Многие русские из молодежи и интеллигенции, приехавшие в Западную Европу, посещали занятия в университетах не столько для того, чтобы научиться какой-либо профессии, сколько подготовиться к революционной деятельности среди крестьян и рабочих по возвращении на родину. Из-за этого они не могли официально или, по крайней мере, открыто присоединяться к различным революционным партиям, что немедленно привлекло бы к ним внимание властей. Вместо этого они организовывались или присоединялись к «группам поддержки» (как в настоящее время многочисленные коммунистические группы на периферии), которые собирали деньги для официальной партии, продавали ее литературу и оказывали многие другие услуги. Я была членом одного из таких марксистских кружков. Чичерин, впоследствии ставший советским комиссаром иностранных дел, был секретарем группы русских студентов, изучавших марксизм в Западной Европе.

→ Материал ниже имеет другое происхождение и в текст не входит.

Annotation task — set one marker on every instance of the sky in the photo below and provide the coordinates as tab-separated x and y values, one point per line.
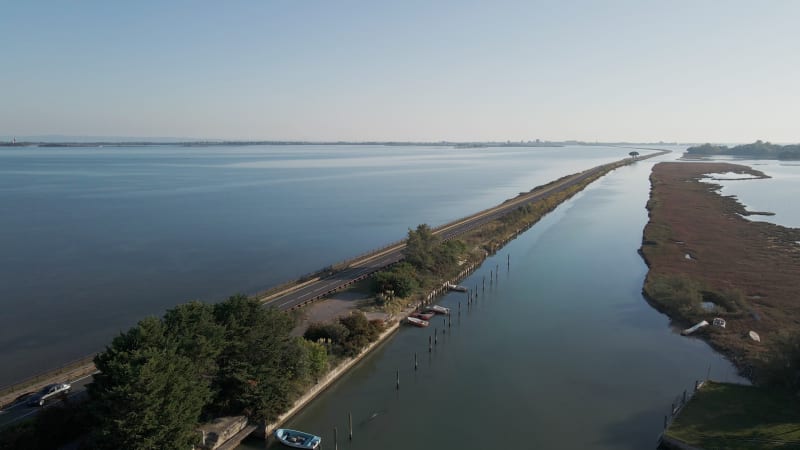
639	71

Жизнь русских отличалась от жизни других иностранных студентов своим аскетизмом и поглощенностью наукой и политикой. На самом деле политические дискуссии считались неизбежным дополнением к учебе и ее вдохновляющим началом. Пища и кров были вторичными соображениями, а внешний вид игнорировался совершенно. Даже те, кто мог позволить себе одеваться по моде и жить в комфорте, отвергали возможность жить лучше, чем народные массы, которым они намеревались служить. Девушки особенно акцентировали свое презрение к внешнему виду, одеваясь как можно проще, даже так, как им совершенно не шло, – так жаждали они отличаться от женщин из правящих классов, ведших паразитический образ жизни. Те, чей достаток был больше, помогали тем своим товарищам-студентам, у кого он был меньше или его не было вообще, а также оплачивали расходы на нелегальную литературу в тех группах, к которым они принадлежали. Преданные ученики различных политических беженцев, чье руководящее положение было завоевано ими опытом революционной борьбы и интеллектуальным превосходством, жили – духовно и интеллектуально – скорее в России, чем в Швейцарии.